There’s little light throughout the store. Isabelle can barely read the titles in the poetry section, which takes up a back corner of the store, but finally she finds what she’s looking for, a copy of Philip Levine’s What Work Is .
She wants to take Daniel a small present, a way of apologizing for yesterday, and she remembers from an interview he once gave that Philip Levine, a working-class poet from Detroit, had had a huge influence on his decision to become a writer. If Daniel could write about what he knew — his own hardscrabble neighborhood of Erie, the men who broke their backs doing manual labor and broke their families with the resentment that kind of life causes — well, then, maybe he could become a writer, too.
Finally she finds the slim volume with its brown cover and simple black-and-white photograph of a child at work in a factory and takes it to Oscar at the front desk. He never rings up a purchase without commenting upon it. He may well have read every book in his store.
“He won the National Book Award for this collection, did you know?”
Isabelle shakes her head. She doesn’t much like poetry; it seems a code she hasn’t yet cracked. “It’s a gift.”
“So you want it gift wrapped?”
She looks around the dusty counter with its ashtrays, cigarette butts, stacked books, and old magazines in teetering piles. “You gift wrap?”
“Are you kidding me?” And he grins, his yellow teeth stained from decades of smoke poking through his thin lips. “I always ask just for the reaction.”
“You’re a mean man, Oscar,” Isabelle says as she takes the small paper bag he finds for her book, and he chuckles.
—
SHE KNOWS WHERE DANIEL LIVES. In the small community of Chandler College, things like that are common knowledge.
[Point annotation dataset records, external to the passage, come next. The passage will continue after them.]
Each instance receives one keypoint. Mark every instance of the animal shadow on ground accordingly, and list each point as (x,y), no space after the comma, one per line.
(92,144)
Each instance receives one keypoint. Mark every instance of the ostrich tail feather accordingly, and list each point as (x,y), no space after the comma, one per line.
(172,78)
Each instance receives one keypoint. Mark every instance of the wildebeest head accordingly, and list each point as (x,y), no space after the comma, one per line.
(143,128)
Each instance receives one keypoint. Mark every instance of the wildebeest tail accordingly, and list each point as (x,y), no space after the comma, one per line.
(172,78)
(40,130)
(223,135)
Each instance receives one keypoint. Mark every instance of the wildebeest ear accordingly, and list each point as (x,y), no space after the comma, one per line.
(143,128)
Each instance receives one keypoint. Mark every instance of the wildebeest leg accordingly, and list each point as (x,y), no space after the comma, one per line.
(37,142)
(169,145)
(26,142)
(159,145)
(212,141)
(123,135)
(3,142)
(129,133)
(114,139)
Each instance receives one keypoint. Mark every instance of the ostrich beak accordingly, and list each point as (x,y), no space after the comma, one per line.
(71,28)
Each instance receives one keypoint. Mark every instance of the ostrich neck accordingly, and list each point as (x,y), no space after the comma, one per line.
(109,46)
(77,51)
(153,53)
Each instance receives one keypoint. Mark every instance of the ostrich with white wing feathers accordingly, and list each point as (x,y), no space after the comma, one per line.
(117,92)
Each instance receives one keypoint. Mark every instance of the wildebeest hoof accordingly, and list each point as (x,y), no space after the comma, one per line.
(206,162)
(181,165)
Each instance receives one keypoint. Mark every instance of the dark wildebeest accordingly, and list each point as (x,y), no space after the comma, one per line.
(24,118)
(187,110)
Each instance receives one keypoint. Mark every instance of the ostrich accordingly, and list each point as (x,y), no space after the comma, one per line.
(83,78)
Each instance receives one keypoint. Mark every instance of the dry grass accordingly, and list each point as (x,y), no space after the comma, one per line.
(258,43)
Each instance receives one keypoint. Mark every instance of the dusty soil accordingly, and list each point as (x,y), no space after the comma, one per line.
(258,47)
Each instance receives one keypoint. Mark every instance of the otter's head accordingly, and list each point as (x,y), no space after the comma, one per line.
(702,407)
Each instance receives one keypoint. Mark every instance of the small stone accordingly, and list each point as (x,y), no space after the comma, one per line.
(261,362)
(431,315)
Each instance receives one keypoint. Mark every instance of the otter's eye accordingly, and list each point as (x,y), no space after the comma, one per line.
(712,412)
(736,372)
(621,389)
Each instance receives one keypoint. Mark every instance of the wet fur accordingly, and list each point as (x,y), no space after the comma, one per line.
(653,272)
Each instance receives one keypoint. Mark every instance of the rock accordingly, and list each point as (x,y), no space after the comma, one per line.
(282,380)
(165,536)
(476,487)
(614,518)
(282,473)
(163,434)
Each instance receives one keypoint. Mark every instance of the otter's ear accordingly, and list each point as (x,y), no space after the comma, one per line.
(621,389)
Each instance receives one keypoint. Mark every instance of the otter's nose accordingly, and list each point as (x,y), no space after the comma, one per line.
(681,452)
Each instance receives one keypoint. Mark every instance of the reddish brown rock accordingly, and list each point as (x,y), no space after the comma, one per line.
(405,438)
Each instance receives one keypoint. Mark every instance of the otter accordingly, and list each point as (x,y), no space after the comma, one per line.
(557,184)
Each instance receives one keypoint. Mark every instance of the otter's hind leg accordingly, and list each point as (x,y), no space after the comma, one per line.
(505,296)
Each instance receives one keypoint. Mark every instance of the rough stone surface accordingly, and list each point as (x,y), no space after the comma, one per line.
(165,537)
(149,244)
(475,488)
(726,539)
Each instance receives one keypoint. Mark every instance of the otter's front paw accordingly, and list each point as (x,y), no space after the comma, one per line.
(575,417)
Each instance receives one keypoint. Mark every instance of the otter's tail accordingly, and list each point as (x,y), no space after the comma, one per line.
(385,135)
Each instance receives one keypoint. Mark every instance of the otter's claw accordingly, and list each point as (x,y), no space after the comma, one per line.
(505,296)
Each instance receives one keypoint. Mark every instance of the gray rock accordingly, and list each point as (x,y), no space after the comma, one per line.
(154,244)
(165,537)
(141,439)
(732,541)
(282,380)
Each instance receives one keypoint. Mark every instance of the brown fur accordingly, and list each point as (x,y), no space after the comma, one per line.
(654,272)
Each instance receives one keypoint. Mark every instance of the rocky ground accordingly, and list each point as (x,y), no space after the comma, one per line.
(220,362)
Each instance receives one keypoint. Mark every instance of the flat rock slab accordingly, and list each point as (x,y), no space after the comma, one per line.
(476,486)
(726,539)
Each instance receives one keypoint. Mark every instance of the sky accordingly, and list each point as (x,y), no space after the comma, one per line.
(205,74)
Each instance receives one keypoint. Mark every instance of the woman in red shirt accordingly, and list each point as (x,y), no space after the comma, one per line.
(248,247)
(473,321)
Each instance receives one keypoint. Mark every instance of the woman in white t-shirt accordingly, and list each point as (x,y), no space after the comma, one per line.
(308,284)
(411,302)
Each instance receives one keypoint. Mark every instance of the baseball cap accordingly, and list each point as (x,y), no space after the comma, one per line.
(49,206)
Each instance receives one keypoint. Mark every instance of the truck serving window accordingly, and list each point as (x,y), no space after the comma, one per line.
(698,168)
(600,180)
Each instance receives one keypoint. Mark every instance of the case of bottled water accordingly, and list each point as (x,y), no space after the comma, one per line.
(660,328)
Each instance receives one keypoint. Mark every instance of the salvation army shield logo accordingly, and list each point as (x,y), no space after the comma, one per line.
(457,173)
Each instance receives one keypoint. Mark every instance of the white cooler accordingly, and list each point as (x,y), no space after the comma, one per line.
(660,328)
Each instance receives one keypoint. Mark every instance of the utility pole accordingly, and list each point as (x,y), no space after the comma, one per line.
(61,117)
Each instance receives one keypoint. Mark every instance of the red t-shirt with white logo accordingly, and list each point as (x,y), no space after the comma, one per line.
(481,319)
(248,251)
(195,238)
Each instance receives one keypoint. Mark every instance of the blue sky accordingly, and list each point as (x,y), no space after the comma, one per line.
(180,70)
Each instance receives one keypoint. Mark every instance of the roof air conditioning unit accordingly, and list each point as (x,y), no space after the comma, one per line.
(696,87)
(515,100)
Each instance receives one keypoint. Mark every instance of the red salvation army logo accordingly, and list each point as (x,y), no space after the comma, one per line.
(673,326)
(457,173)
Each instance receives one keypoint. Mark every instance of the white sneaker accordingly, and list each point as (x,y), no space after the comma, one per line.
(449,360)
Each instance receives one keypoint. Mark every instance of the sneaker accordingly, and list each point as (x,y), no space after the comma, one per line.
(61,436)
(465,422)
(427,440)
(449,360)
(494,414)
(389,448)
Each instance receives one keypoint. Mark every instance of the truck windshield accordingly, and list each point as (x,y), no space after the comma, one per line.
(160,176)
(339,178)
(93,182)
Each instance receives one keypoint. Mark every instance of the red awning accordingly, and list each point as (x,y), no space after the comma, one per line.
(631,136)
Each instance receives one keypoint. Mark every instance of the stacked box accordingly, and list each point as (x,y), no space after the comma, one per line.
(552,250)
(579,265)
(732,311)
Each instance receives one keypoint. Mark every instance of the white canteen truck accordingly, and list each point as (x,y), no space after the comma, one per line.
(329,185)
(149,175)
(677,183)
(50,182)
There’s a row of houses bordering the campus that the college rents out to professors at a much-reduced rate, and with a couple of questions to the right people, it’s easy for Isabelle to find out which one is his.
She walks there now. Her plan is to leave the book in his mailbox with a little note she’s already written. It simply says, Next Tuesday can we start over? Isabelle. She spent more than an hour trying out different messages, everything from an out-and-out apology to a note that didn’t mention what had happened between them at all. She feels guilty for exploiting what his son told her — that he has writer’s block — to wound him. She has no idea what he’s feeling — disappointed in her, probably, ready to wash his hands of her; she’s not sure. It never occurs to her that Daniel’s guilt may be exponentially larger than hers.
He doesn’t have a mailbox, not the kind that stands on a post near the curb. He has a mail slot in his front door, which means she has to walk up the front path of his house and try to slip the book in silently.
The problem is, there’s Daniel, watching her from one of the living room windows. So now what should she do? She realizes she has to ring the doorbell. She has to have some sort of interaction, which is the last thing she wants. Keep it short, she tells herself. Don’t make conversation. Leave quickly.
When her foot reaches the doormat, a black rubber number with the school crest on it, Daniel opens the door. He’s barefoot, wearing old jeans that sag even on his ample frame, and a rumpled striped sweater with a tear along the neck seam. He hasn’t shaved and his beard is laced with white. He looks terrible. Older. He doesn’t say anything, simply waits for her to start.
“I was at Oscar’s bookshop, you know, on Lorenzo, and I saw this book of poems, and I remembered that you said in some interview that Philip Levine was a strong influence for you, and I thought I’d pick it up and give it to you…” She trails off. He still hasn’t said anything. “You’ve probably got it anyway,” she says as she hands it to him.